On Friday, February 15, President Obama visited Chicago in order to highlight his new gun control proposals.
Obama’s visit came only days after the funeral of Hadiya Pendleton, a teen who was killed after getting caught in the crossfire of gang violence.
Addressing a crowd in Hyde Park–the South Side Chicago neighborhood where he maintains a home-the President said he stood before them to “work towards giving every child every chance in life” with more gun control policies, though he insisted the problems aren’t “just a gun issue.”
Even as the President noted that the violence Chicago faces isn’t “just a gun issue,” in his speech he did not mention what some of those other causes might be. The President, for instance, never once said the word “gang” during his speech even though gang violence has been wildly on the increase in Chicago for years.
Shooting deaths in Chicago were up 20 percent in 2012 with nearly all linked to gang warfare.
“It’s crazy,” said Commander Leo Schmitz of the Chicago Police Department’s 7th district. “What used to be a fist fight now turns into, ‘Let’s go to the guns.'”
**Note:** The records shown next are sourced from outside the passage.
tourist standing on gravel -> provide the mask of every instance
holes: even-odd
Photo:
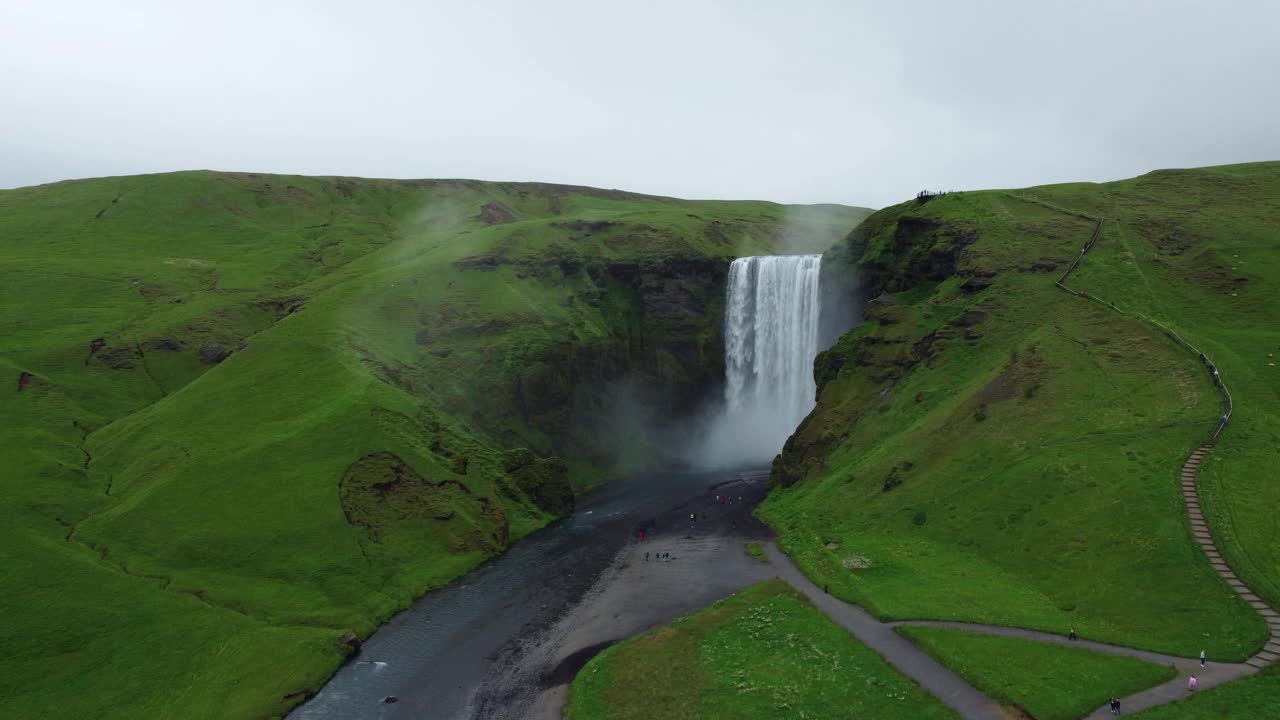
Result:
[[[1120,714],[1120,700],[1118,698],[1114,698],[1114,697],[1111,698],[1111,714],[1112,715]]]
[[[1079,639],[1079,638],[1077,638],[1077,637],[1076,637],[1076,629],[1075,629],[1075,628],[1071,628],[1071,632],[1067,633],[1067,639],[1068,639],[1068,640],[1078,640],[1078,639]]]
[[[1204,651],[1200,651],[1200,667],[1204,667]]]
[[[1200,681],[1196,679],[1195,675],[1192,675],[1191,677],[1187,678],[1187,692],[1191,692],[1195,690],[1196,686],[1199,684],[1200,684]]]

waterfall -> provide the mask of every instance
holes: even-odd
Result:
[[[746,257],[729,266],[723,440],[769,459],[813,409],[821,255]]]

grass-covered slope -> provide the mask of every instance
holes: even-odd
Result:
[[[1208,505],[1237,570],[1280,600],[1280,164],[953,193],[885,209],[829,263],[867,320],[819,356],[818,406],[762,508],[833,593],[882,616],[1019,625],[1241,659],[1262,621],[1190,541],[1183,458],[1236,399]],[[868,567],[869,565],[869,567]]]
[[[955,713],[768,580],[587,663],[565,717],[954,718]]]
[[[1172,666],[1021,638],[937,627],[898,632],[988,696],[1011,706],[1010,717],[1075,720],[1172,679]]]
[[[210,172],[0,192],[0,716],[283,711],[644,459],[608,411],[711,388],[729,259],[863,214]]]

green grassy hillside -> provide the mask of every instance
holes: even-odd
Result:
[[[971,685],[1009,706],[1010,717],[1076,720],[1172,680],[1171,665],[1021,638],[901,625],[898,632]]]
[[[781,580],[752,586],[587,663],[565,717],[955,718]]]
[[[869,218],[867,321],[818,358],[818,407],[762,514],[833,593],[893,618],[1017,625],[1241,659],[1259,617],[1192,544],[1177,471],[1234,394],[1206,504],[1280,602],[1280,163],[953,193]],[[868,567],[869,565],[869,567]]]
[[[282,712],[648,457],[611,410],[719,380],[732,257],[864,215],[211,172],[0,191],[0,716]]]

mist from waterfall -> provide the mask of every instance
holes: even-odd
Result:
[[[821,255],[746,257],[730,265],[724,405],[706,430],[700,464],[768,462],[813,409],[821,267]]]

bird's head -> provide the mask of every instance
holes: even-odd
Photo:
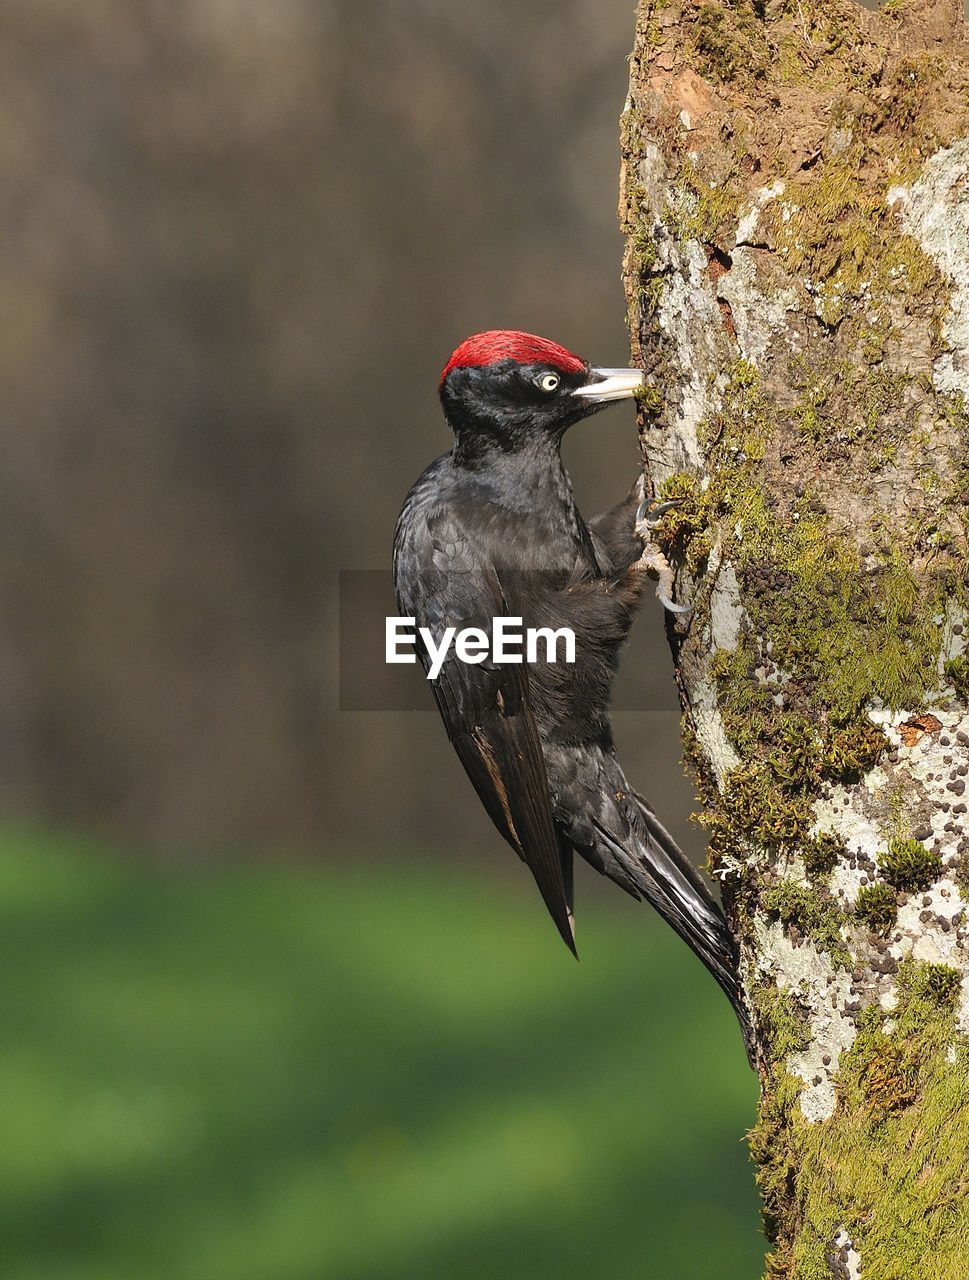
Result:
[[[507,452],[562,434],[643,385],[638,369],[600,369],[547,338],[514,329],[476,333],[441,374],[444,414],[461,441]]]

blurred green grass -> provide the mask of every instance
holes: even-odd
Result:
[[[759,1275],[730,1010],[645,909],[580,927],[524,878],[0,833],[0,1274]]]

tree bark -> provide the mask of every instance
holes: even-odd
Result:
[[[769,1276],[969,1275],[961,3],[643,0],[647,479],[762,1084]]]

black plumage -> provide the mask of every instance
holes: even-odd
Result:
[[[610,687],[648,582],[634,486],[588,524],[560,457],[566,429],[639,375],[595,369],[544,339],[479,334],[441,381],[452,451],[423,473],[394,541],[398,607],[438,635],[489,630],[495,616],[570,627],[574,664],[471,665],[449,654],[434,696],[448,736],[495,826],[530,868],[573,951],[572,860],[580,854],[645,898],[696,952],[750,1044],[737,955],[719,906],[613,746]],[[637,532],[637,529],[639,530]],[[420,648],[420,646],[419,646]],[[425,667],[426,652],[421,652]]]

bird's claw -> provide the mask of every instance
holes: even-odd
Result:
[[[693,606],[691,604],[675,604],[668,595],[662,592],[659,587],[656,588],[656,598],[666,610],[667,613],[692,613]]]
[[[677,506],[676,498],[670,498],[667,502],[657,502],[655,498],[644,498],[636,511],[636,527],[643,525],[647,529],[657,529],[663,516],[667,511],[672,511],[675,506]]]

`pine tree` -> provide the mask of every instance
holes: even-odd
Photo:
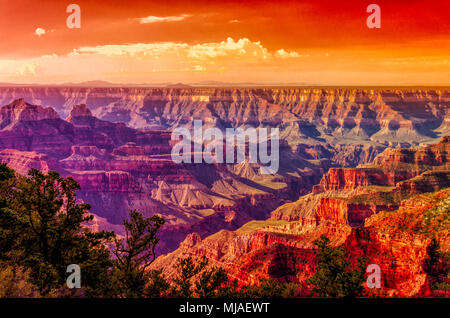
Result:
[[[358,259],[356,268],[342,247],[333,248],[330,240],[321,235],[314,244],[318,247],[318,264],[314,275],[307,281],[313,292],[321,297],[361,297],[365,295],[363,283],[367,261]]]
[[[124,238],[114,238],[114,280],[121,297],[143,297],[149,283],[148,266],[156,259],[155,249],[159,242],[156,236],[164,219],[153,215],[145,219],[141,213],[130,211],[130,220],[125,220]],[[160,277],[161,278],[161,277]]]
[[[70,264],[80,266],[83,290],[66,290],[64,295],[107,292],[111,260],[104,243],[113,234],[92,233],[82,226],[93,217],[90,206],[77,201],[78,183],[55,171],[43,174],[36,169],[26,177],[11,177],[4,166],[0,176],[0,246],[9,246],[0,258],[29,269],[30,280],[42,295],[66,288]]]

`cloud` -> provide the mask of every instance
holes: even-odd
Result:
[[[159,42],[159,43],[135,43],[135,44],[111,44],[99,46],[83,46],[74,49],[70,54],[97,54],[106,56],[131,56],[131,57],[146,57],[159,56],[162,53],[182,51],[188,47],[187,44],[175,42]]]
[[[43,28],[37,28],[34,33],[36,33],[37,36],[41,36],[45,34],[45,30]]]
[[[215,60],[220,58],[223,60],[257,60],[277,59],[277,58],[296,58],[301,57],[297,52],[287,52],[284,49],[275,53],[269,52],[259,41],[250,41],[247,38],[234,40],[227,38],[222,42],[210,42],[202,44],[187,44],[176,42],[159,42],[159,43],[135,43],[126,45],[100,45],[85,46],[74,49],[71,55],[79,54],[95,54],[105,56],[123,56],[133,58],[158,58],[174,57],[186,60]]]
[[[284,49],[276,51],[275,56],[280,57],[282,59],[301,57],[301,55],[298,54],[297,52],[287,52]]]
[[[153,15],[150,15],[145,18],[138,18],[140,23],[147,24],[147,23],[158,23],[158,22],[176,22],[176,21],[182,21],[185,18],[189,17],[188,14],[181,14],[176,16],[168,16],[168,17],[156,17]]]
[[[66,55],[0,59],[0,81],[357,83],[373,65],[377,65],[377,71],[371,73],[367,82],[389,80],[394,73],[392,69],[414,71],[426,82],[436,74],[445,73],[450,65],[448,56],[417,61],[414,56],[397,59],[381,56],[370,63],[367,59],[353,59],[350,64],[341,61],[346,54],[353,56],[354,52],[332,51],[327,57],[323,51],[269,50],[263,42],[231,37],[205,43],[171,41],[83,46]],[[349,69],[356,71],[343,76]],[[433,81],[443,81],[441,78]]]
[[[208,74],[240,74],[243,70],[258,68],[269,71],[303,57],[295,51],[270,51],[259,41],[229,37],[220,42],[200,44],[155,42],[83,46],[65,56],[48,56],[34,62],[45,66],[46,75],[51,72],[55,76],[57,73],[77,76],[76,80],[68,81],[103,75],[102,78],[109,81],[141,82],[182,81],[188,76],[182,74],[206,77]]]
[[[38,66],[36,63],[23,64],[17,68],[17,73],[21,76],[36,76]]]
[[[47,31],[47,33],[50,31]],[[164,82],[217,79],[230,81],[249,74],[288,67],[293,72],[297,52],[271,51],[259,41],[231,37],[219,42],[190,44],[155,42],[83,46],[67,55],[48,54],[24,60],[0,60],[0,79],[24,81],[24,77],[48,82]],[[251,72],[249,71],[251,70]],[[220,78],[219,78],[220,77]]]
[[[267,58],[270,53],[261,45],[260,42],[252,42],[247,38],[237,41],[227,38],[226,41],[203,43],[192,45],[187,50],[187,56],[190,58],[215,58],[215,57],[239,57],[250,56]]]

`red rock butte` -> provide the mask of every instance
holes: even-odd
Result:
[[[386,295],[445,282],[423,264],[432,237],[448,252],[448,224],[430,212],[448,202],[448,89],[4,87],[0,102],[0,161],[72,176],[96,230],[120,234],[131,209],[162,215],[154,268],[169,275],[179,256],[205,255],[241,283],[304,282],[325,234],[379,264]],[[278,172],[174,163],[171,132],[195,119],[279,128]],[[406,214],[420,235],[399,226]]]

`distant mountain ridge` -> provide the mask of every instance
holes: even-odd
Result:
[[[259,87],[259,86],[273,86],[273,87],[283,87],[283,86],[314,86],[314,84],[304,84],[304,83],[253,83],[253,82],[223,82],[223,81],[213,81],[205,80],[200,82],[189,82],[189,83],[112,83],[103,80],[92,80],[84,82],[65,82],[65,83],[48,83],[48,84],[38,84],[38,83],[0,83],[0,87],[22,87],[22,86],[36,86],[36,87],[174,87],[174,86],[184,86],[184,87]]]
[[[177,84],[178,85],[178,84]],[[0,87],[0,104],[17,98],[66,118],[86,104],[99,119],[133,128],[279,127],[291,145],[359,143],[411,146],[450,132],[445,88],[130,88]]]

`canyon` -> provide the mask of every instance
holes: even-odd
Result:
[[[311,193],[267,220],[205,239],[190,234],[152,266],[173,275],[179,258],[205,256],[241,284],[261,278],[306,284],[317,262],[314,241],[325,235],[353,260],[363,256],[380,266],[382,289],[373,295],[448,297],[432,286],[450,281],[449,217],[450,138],[444,137],[424,148],[389,149],[371,164],[332,168]],[[444,256],[431,262],[433,248]]]
[[[178,257],[207,256],[241,283],[304,283],[325,234],[379,264],[387,295],[436,293],[446,279],[422,265],[433,239],[449,252],[448,224],[438,238],[421,232],[449,195],[446,88],[0,87],[0,105],[0,161],[73,177],[95,230],[123,234],[132,209],[163,216],[152,266],[167,275]],[[171,132],[196,119],[279,128],[278,172],[174,163]],[[399,215],[421,236],[393,230]]]
[[[61,119],[51,107],[18,99],[0,109],[0,160],[19,173],[56,170],[81,186],[79,198],[116,229],[130,210],[166,219],[159,252],[197,231],[209,235],[266,218],[278,205],[307,192],[326,168],[280,147],[279,174],[259,174],[248,161],[176,164],[170,130],[134,129],[94,117],[85,104]],[[289,165],[290,159],[295,166]]]

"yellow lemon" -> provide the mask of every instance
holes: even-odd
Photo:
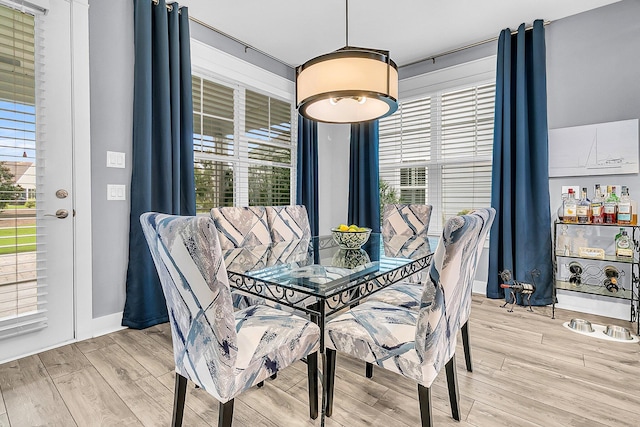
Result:
[[[338,230],[340,230],[340,231],[347,231],[347,230],[349,230],[349,227],[347,227],[345,224],[340,224],[340,225],[338,226]]]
Without mentioning the rise in gang activity, Obama characterized the rise in violence as “children shooting children.”
“When a child opens fire on another child, there is a hole in that child’s heart that government can’t fill, only community and parents and teachers and clergy can fill that hole,” he said. “There are entire neighborhoods where young people, they don’t see an example of somebody succeeding. For a lot of young boys and young men in particular, they don’t see an example of fathers or grandfathers, uncles who are in a position to support families and be held up and respected.”
Obama fell back on his “deserve a vote” theme from his State of the Union speech.
“The experience of gun ownership is different in urban areas than it is in rural areas, different from upstate and downstate Illinois,” the President said. “But these proposals deserve a vote in Congress. They deserve a vote. And I want to thank those members of Congress who are working together in a serious way to try to address this issue.”
The President also used his speech to push the tax hikes and minimum wage hikes he proposed during his State of the Union speech.